Klett-Themendienst Nr. 83 (06/2018)

Viele Kinder erreichen die Mindestanforderungen im Kompetenzbereich Lesen heute nicht. Sogenannte Lesementoren arbeiten mit einem Kind einmal die Woche eine Stunde lang – bundesweit tragen so 11 000 Mentoren ehrenamtlich zum Schulerfolg bei.

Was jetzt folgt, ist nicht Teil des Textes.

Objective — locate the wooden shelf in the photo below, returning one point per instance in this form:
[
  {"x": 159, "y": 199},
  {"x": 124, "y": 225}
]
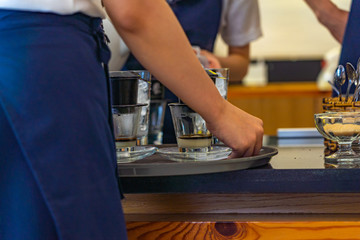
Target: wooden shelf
[{"x": 280, "y": 105}]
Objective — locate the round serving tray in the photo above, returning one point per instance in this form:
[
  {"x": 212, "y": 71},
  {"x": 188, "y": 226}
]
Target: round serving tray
[{"x": 157, "y": 165}]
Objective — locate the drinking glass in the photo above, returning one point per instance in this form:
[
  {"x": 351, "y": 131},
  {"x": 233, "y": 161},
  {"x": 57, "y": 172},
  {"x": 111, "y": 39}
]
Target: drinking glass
[
  {"x": 126, "y": 123},
  {"x": 133, "y": 87},
  {"x": 191, "y": 132},
  {"x": 156, "y": 121}
]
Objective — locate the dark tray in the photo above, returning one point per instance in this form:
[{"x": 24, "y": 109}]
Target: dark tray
[{"x": 157, "y": 165}]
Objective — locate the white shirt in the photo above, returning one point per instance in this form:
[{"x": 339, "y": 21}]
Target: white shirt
[
  {"x": 92, "y": 8},
  {"x": 240, "y": 22}
]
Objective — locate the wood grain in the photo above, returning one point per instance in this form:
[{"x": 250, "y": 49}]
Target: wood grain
[
  {"x": 243, "y": 216},
  {"x": 280, "y": 105},
  {"x": 243, "y": 230}
]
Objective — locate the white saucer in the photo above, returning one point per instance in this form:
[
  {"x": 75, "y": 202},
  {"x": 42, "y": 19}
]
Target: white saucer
[
  {"x": 215, "y": 153},
  {"x": 138, "y": 153}
]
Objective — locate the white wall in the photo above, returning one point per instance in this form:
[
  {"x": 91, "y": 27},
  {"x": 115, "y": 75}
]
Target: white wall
[{"x": 290, "y": 30}]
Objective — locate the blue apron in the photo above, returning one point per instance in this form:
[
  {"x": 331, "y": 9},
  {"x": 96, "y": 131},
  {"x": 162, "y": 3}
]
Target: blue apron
[
  {"x": 351, "y": 44},
  {"x": 57, "y": 159},
  {"x": 200, "y": 20}
]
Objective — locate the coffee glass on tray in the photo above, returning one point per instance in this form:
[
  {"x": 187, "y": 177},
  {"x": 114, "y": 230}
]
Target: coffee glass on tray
[
  {"x": 126, "y": 120},
  {"x": 190, "y": 129},
  {"x": 133, "y": 87}
]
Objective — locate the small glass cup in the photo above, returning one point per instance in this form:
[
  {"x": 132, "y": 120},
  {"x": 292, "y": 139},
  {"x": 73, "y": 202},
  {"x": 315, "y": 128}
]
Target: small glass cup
[
  {"x": 220, "y": 77},
  {"x": 126, "y": 119},
  {"x": 156, "y": 121},
  {"x": 133, "y": 87},
  {"x": 343, "y": 128},
  {"x": 191, "y": 132}
]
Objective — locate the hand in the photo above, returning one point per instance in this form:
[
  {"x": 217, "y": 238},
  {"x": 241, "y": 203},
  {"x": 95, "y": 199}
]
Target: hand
[
  {"x": 239, "y": 130},
  {"x": 212, "y": 59}
]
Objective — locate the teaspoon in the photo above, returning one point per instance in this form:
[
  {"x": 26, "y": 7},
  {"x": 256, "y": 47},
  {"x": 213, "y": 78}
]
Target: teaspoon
[
  {"x": 340, "y": 78},
  {"x": 351, "y": 73}
]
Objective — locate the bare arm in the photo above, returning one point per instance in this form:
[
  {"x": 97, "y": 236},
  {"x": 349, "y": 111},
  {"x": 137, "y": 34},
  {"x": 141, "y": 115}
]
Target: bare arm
[
  {"x": 152, "y": 32},
  {"x": 328, "y": 14}
]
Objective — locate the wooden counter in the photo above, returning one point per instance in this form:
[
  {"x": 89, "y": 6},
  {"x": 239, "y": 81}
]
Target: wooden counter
[
  {"x": 293, "y": 197},
  {"x": 280, "y": 105}
]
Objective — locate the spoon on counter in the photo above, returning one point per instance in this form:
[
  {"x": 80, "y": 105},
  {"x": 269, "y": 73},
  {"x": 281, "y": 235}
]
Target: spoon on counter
[
  {"x": 357, "y": 82},
  {"x": 352, "y": 76},
  {"x": 332, "y": 84},
  {"x": 340, "y": 78}
]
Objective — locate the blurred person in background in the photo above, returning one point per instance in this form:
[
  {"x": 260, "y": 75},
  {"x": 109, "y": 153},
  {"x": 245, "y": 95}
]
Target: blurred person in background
[
  {"x": 344, "y": 27},
  {"x": 238, "y": 23},
  {"x": 58, "y": 177}
]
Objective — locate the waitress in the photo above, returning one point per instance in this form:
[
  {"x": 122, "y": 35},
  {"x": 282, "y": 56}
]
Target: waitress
[
  {"x": 58, "y": 176},
  {"x": 344, "y": 27},
  {"x": 238, "y": 22}
]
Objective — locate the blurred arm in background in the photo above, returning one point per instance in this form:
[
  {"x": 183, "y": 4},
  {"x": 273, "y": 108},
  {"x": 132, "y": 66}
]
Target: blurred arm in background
[{"x": 329, "y": 15}]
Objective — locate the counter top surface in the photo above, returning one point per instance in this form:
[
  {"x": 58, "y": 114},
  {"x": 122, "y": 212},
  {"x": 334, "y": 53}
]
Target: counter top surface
[{"x": 292, "y": 170}]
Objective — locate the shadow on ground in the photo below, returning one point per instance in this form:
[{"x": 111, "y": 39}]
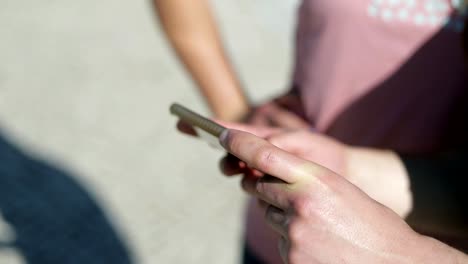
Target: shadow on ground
[{"x": 54, "y": 219}]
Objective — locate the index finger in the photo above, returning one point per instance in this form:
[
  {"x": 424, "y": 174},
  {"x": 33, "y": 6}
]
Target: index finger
[{"x": 260, "y": 154}]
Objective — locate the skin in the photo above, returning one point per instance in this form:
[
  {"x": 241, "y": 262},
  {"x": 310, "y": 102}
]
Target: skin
[
  {"x": 193, "y": 33},
  {"x": 367, "y": 168},
  {"x": 318, "y": 213}
]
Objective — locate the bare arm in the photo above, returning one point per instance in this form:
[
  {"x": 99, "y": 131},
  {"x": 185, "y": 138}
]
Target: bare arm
[{"x": 191, "y": 29}]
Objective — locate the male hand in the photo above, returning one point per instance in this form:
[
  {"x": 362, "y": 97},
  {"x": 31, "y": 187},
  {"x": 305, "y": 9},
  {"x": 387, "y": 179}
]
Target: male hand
[{"x": 323, "y": 218}]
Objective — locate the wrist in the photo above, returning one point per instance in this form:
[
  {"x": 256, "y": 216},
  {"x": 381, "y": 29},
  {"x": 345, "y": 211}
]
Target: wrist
[{"x": 381, "y": 175}]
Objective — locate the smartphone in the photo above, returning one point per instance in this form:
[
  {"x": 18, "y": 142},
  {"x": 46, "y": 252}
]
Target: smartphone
[{"x": 206, "y": 129}]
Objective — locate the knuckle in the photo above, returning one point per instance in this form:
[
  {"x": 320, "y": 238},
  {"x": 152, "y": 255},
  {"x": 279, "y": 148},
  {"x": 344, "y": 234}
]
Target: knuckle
[
  {"x": 295, "y": 233},
  {"x": 264, "y": 158}
]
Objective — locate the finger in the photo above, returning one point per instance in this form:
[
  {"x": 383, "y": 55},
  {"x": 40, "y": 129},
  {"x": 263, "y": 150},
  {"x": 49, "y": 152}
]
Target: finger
[
  {"x": 259, "y": 131},
  {"x": 273, "y": 191},
  {"x": 287, "y": 141},
  {"x": 277, "y": 219},
  {"x": 186, "y": 128},
  {"x": 261, "y": 155},
  {"x": 230, "y": 165},
  {"x": 248, "y": 184},
  {"x": 283, "y": 247}
]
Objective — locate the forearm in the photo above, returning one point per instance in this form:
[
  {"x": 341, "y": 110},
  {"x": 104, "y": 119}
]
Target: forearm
[{"x": 191, "y": 29}]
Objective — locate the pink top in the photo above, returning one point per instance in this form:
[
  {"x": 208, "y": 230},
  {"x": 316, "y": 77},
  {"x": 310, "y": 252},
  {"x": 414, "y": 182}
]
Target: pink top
[{"x": 379, "y": 73}]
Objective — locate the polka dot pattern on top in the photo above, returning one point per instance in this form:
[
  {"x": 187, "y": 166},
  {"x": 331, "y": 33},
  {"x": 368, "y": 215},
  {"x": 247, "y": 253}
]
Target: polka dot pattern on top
[{"x": 425, "y": 13}]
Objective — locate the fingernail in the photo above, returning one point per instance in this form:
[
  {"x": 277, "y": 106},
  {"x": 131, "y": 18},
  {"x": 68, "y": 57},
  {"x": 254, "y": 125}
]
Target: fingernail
[{"x": 224, "y": 137}]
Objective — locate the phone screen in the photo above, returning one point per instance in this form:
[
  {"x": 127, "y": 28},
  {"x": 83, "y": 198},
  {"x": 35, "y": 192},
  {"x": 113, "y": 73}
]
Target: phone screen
[{"x": 206, "y": 129}]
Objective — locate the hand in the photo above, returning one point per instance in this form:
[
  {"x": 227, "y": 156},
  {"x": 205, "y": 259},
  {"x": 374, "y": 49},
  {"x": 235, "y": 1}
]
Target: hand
[
  {"x": 284, "y": 111},
  {"x": 323, "y": 218}
]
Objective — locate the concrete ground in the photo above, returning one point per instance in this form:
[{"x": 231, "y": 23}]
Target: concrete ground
[{"x": 87, "y": 85}]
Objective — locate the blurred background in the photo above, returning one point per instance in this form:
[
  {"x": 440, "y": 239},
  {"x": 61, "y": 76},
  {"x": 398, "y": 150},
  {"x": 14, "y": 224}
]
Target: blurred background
[{"x": 92, "y": 167}]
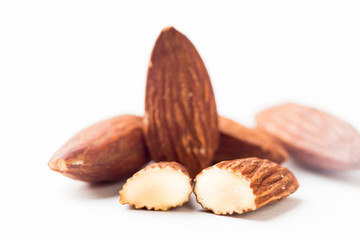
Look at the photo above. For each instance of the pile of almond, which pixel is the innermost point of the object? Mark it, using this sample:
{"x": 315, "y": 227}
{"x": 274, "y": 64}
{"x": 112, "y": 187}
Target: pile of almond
{"x": 229, "y": 167}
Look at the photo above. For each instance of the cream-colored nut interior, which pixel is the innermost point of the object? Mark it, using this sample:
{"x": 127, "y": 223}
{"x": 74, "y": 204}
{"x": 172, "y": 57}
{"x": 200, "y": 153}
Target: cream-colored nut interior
{"x": 158, "y": 189}
{"x": 224, "y": 192}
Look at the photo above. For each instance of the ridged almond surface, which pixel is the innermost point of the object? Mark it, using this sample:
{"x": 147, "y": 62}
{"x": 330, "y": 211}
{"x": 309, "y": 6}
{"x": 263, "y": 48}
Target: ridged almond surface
{"x": 238, "y": 141}
{"x": 180, "y": 122}
{"x": 159, "y": 186}
{"x": 243, "y": 185}
{"x": 106, "y": 151}
{"x": 315, "y": 138}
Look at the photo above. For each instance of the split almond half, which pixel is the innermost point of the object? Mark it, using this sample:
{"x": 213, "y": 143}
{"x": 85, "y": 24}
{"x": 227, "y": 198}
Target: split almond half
{"x": 159, "y": 186}
{"x": 243, "y": 185}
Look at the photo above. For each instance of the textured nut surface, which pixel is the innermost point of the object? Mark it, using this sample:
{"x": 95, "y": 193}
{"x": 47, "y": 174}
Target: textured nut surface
{"x": 159, "y": 186}
{"x": 238, "y": 141}
{"x": 180, "y": 122}
{"x": 315, "y": 138}
{"x": 106, "y": 151}
{"x": 243, "y": 185}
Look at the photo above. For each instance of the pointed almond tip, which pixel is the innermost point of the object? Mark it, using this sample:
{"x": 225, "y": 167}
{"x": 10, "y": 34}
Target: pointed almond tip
{"x": 168, "y": 29}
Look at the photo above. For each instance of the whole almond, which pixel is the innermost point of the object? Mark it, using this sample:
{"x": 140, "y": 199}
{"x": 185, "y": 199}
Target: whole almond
{"x": 238, "y": 141}
{"x": 180, "y": 122}
{"x": 315, "y": 138}
{"x": 106, "y": 151}
{"x": 243, "y": 185}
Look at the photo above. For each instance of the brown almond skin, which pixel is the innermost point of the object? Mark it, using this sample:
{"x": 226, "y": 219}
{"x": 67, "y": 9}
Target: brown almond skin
{"x": 238, "y": 141}
{"x": 180, "y": 122}
{"x": 314, "y": 138}
{"x": 270, "y": 181}
{"x": 106, "y": 151}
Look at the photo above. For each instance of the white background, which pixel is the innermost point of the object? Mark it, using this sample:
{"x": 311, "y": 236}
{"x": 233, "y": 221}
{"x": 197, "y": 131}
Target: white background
{"x": 67, "y": 64}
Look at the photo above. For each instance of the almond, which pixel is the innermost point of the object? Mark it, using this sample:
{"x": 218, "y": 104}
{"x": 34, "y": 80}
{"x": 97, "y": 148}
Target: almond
{"x": 106, "y": 151}
{"x": 243, "y": 185}
{"x": 180, "y": 122}
{"x": 314, "y": 138}
{"x": 238, "y": 141}
{"x": 159, "y": 186}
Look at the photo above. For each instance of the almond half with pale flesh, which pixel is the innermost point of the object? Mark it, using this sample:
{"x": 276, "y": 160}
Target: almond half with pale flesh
{"x": 159, "y": 186}
{"x": 243, "y": 185}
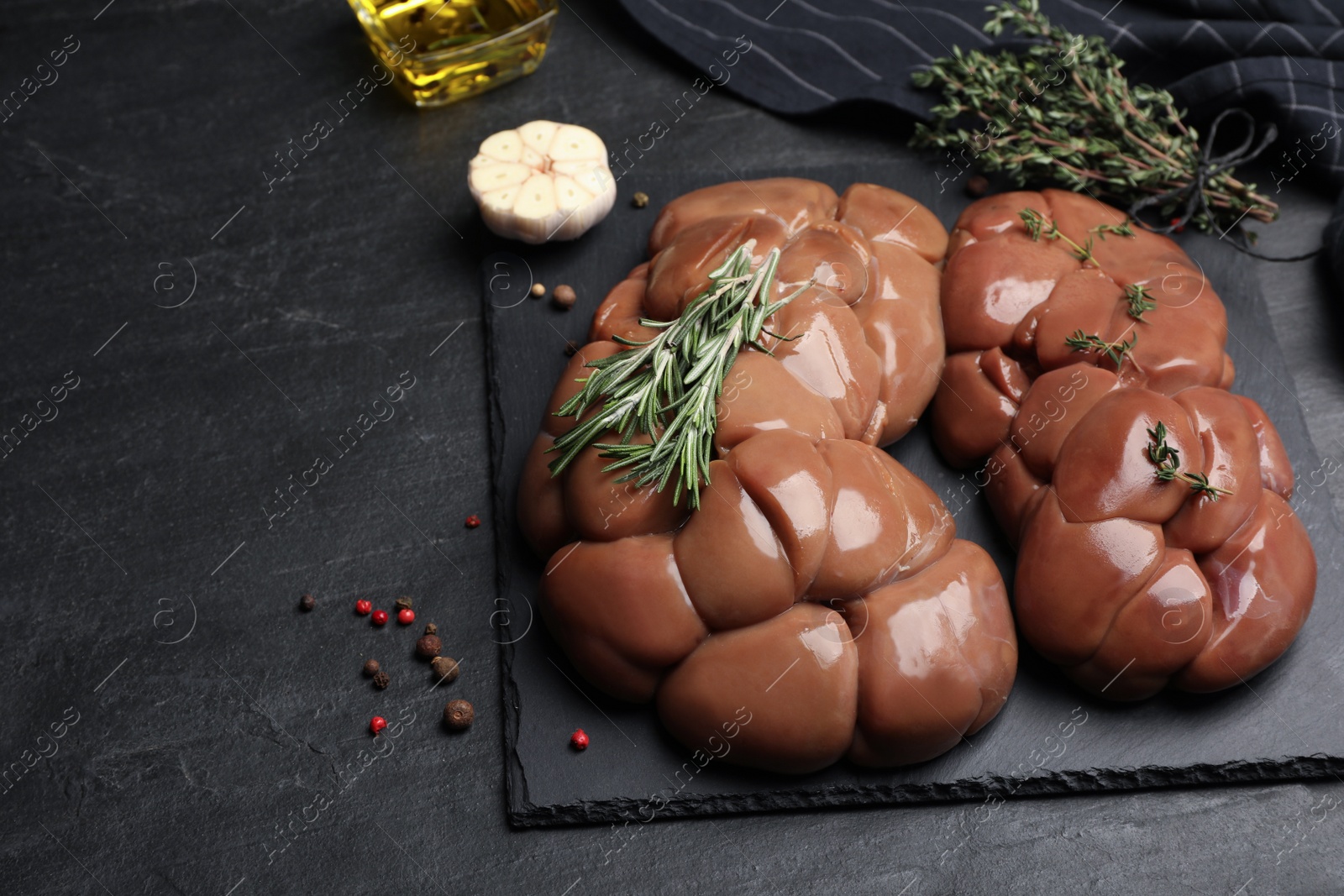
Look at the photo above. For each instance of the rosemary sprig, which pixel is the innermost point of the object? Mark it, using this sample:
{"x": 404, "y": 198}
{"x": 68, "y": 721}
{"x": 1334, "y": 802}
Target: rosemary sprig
{"x": 669, "y": 387}
{"x": 1116, "y": 351}
{"x": 1139, "y": 300}
{"x": 1168, "y": 465}
{"x": 1062, "y": 110}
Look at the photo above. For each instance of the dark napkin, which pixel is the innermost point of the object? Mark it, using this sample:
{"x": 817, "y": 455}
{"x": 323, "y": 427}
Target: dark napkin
{"x": 1278, "y": 58}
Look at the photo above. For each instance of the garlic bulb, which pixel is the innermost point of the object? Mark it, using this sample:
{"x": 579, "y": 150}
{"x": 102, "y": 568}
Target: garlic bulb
{"x": 542, "y": 181}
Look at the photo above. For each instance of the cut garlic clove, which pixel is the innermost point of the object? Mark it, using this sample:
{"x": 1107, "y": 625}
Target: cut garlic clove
{"x": 542, "y": 181}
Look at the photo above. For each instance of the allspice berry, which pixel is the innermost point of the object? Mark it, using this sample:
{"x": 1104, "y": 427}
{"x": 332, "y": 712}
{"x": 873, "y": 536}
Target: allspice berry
{"x": 459, "y": 715}
{"x": 564, "y": 296}
{"x": 429, "y": 645}
{"x": 445, "y": 668}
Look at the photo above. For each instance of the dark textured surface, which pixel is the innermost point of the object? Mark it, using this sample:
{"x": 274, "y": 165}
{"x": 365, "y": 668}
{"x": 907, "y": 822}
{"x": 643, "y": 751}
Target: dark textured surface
{"x": 1280, "y": 58}
{"x": 635, "y": 768}
{"x": 187, "y": 761}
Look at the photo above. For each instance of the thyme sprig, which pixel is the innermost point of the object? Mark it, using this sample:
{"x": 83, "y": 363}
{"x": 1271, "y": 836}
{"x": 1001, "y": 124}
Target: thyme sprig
{"x": 1063, "y": 110}
{"x": 1122, "y": 228}
{"x": 1168, "y": 465}
{"x": 1136, "y": 295}
{"x": 1116, "y": 351}
{"x": 669, "y": 385}
{"x": 1038, "y": 228}
{"x": 1139, "y": 300}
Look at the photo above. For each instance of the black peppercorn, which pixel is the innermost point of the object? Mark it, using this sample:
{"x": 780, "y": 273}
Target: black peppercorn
{"x": 445, "y": 668}
{"x": 459, "y": 715}
{"x": 564, "y": 296}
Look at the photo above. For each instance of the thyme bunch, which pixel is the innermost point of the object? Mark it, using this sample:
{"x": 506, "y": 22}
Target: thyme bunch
{"x": 1063, "y": 110}
{"x": 669, "y": 387}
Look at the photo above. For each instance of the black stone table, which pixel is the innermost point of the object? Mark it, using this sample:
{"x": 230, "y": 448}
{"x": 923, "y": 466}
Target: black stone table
{"x": 179, "y": 726}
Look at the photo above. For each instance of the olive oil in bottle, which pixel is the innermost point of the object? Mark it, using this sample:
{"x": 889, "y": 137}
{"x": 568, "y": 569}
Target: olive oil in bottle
{"x": 445, "y": 50}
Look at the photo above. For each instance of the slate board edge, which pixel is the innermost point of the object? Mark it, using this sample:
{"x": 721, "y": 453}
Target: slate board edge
{"x": 515, "y": 775}
{"x": 528, "y": 815}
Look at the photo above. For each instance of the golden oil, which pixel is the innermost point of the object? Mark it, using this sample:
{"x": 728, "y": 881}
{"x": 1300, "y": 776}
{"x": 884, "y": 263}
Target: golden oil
{"x": 445, "y": 50}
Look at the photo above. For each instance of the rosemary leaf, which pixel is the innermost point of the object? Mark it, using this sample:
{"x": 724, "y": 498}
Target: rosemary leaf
{"x": 669, "y": 387}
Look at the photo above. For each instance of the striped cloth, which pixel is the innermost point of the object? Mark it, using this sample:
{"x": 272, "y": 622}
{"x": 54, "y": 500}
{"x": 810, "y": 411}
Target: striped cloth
{"x": 1281, "y": 60}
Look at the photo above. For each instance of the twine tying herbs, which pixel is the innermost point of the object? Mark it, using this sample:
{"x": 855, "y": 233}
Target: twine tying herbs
{"x": 1062, "y": 110}
{"x": 1195, "y": 192}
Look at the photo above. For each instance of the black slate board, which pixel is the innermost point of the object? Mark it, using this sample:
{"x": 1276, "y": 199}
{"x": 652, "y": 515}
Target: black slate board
{"x": 1050, "y": 738}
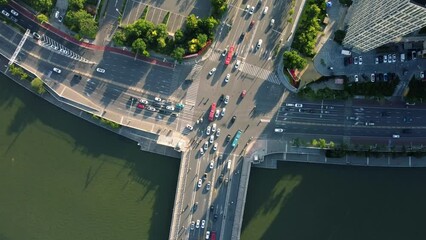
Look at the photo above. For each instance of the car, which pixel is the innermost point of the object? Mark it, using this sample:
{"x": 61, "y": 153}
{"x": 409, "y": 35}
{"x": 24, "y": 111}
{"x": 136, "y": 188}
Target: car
{"x": 233, "y": 119}
{"x": 237, "y": 64}
{"x": 251, "y": 11}
{"x": 36, "y": 35}
{"x": 212, "y": 71}
{"x": 140, "y": 106}
{"x": 5, "y": 13}
{"x": 225, "y": 51}
{"x": 227, "y": 77}
{"x": 259, "y": 44}
{"x": 100, "y": 70}
{"x": 243, "y": 93}
{"x": 14, "y": 12}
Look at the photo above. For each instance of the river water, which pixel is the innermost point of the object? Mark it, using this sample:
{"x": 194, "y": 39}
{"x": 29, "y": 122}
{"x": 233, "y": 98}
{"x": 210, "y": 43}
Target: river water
{"x": 64, "y": 178}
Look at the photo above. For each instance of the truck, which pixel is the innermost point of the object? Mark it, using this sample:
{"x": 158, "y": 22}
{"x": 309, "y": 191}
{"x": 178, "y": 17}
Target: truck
{"x": 346, "y": 52}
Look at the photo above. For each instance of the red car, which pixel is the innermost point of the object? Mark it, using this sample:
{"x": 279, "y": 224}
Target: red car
{"x": 243, "y": 94}
{"x": 140, "y": 106}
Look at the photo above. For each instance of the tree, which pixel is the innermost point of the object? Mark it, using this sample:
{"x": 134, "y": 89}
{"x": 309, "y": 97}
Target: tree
{"x": 178, "y": 53}
{"x": 293, "y": 60}
{"x": 42, "y": 18}
{"x": 139, "y": 46}
{"x": 37, "y": 85}
{"x": 77, "y": 4}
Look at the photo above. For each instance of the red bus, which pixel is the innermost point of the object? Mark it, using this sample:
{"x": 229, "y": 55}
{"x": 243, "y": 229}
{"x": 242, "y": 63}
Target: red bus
{"x": 212, "y": 111}
{"x": 229, "y": 56}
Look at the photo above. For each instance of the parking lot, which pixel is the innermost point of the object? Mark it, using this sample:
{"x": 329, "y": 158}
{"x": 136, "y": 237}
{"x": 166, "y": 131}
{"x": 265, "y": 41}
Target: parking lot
{"x": 157, "y": 11}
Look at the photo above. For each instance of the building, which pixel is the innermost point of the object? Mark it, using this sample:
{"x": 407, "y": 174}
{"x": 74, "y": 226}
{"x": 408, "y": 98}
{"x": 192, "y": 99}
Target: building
{"x": 378, "y": 22}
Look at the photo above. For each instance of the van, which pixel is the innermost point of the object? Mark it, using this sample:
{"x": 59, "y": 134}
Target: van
{"x": 402, "y": 57}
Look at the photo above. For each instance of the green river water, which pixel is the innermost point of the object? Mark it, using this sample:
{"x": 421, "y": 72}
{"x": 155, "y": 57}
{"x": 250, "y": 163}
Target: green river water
{"x": 64, "y": 178}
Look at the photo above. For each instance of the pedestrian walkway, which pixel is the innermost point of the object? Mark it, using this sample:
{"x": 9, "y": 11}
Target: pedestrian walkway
{"x": 260, "y": 73}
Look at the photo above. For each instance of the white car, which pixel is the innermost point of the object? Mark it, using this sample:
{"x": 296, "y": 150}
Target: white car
{"x": 14, "y": 12}
{"x": 101, "y": 70}
{"x": 216, "y": 115}
{"x": 226, "y": 101}
{"x": 212, "y": 71}
{"x": 251, "y": 11}
{"x": 227, "y": 77}
{"x": 57, "y": 70}
{"x": 259, "y": 44}
{"x": 237, "y": 65}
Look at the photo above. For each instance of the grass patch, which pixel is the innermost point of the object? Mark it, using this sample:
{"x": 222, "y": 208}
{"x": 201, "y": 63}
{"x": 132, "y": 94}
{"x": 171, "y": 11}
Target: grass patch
{"x": 166, "y": 18}
{"x": 145, "y": 12}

Ein Erwachsener kümmert sich eine Schulstunde um ein Kind – das ist das Prinzip der Mentoren. Bundesweit gibt es 11 000 ehrenamtlich arbeitende Erwachsene, die Mädchen und Jungen vor allem im Alter von acht bis elf Jahren auf diese Weise beim Lesen helfen. Die Kinder für die Einzelbetreuung werden von der Schule ausgewählt, sie haben Probleme mit dem Lesen und Verstehen von Texten. Manche können b und d nicht auseinanderhalten, andere verwechseln ei und ie. Viele müssen sich sehr auf einzelne Buchstaben konzentrieren und können so weder flüssig lesen noch den Sinn verstehen. Nicht selten stolpern sie über unbekannte Wörter: Was ist eine Primel, was ein verdutzter Vater? Dann begeben sich Lesementor und Schützling gemeinsam auf die Suche nach der Bedeutung, z.B. in Wörterbüchern. Oberstes Ziel: Das Lesen soll Spaß machen.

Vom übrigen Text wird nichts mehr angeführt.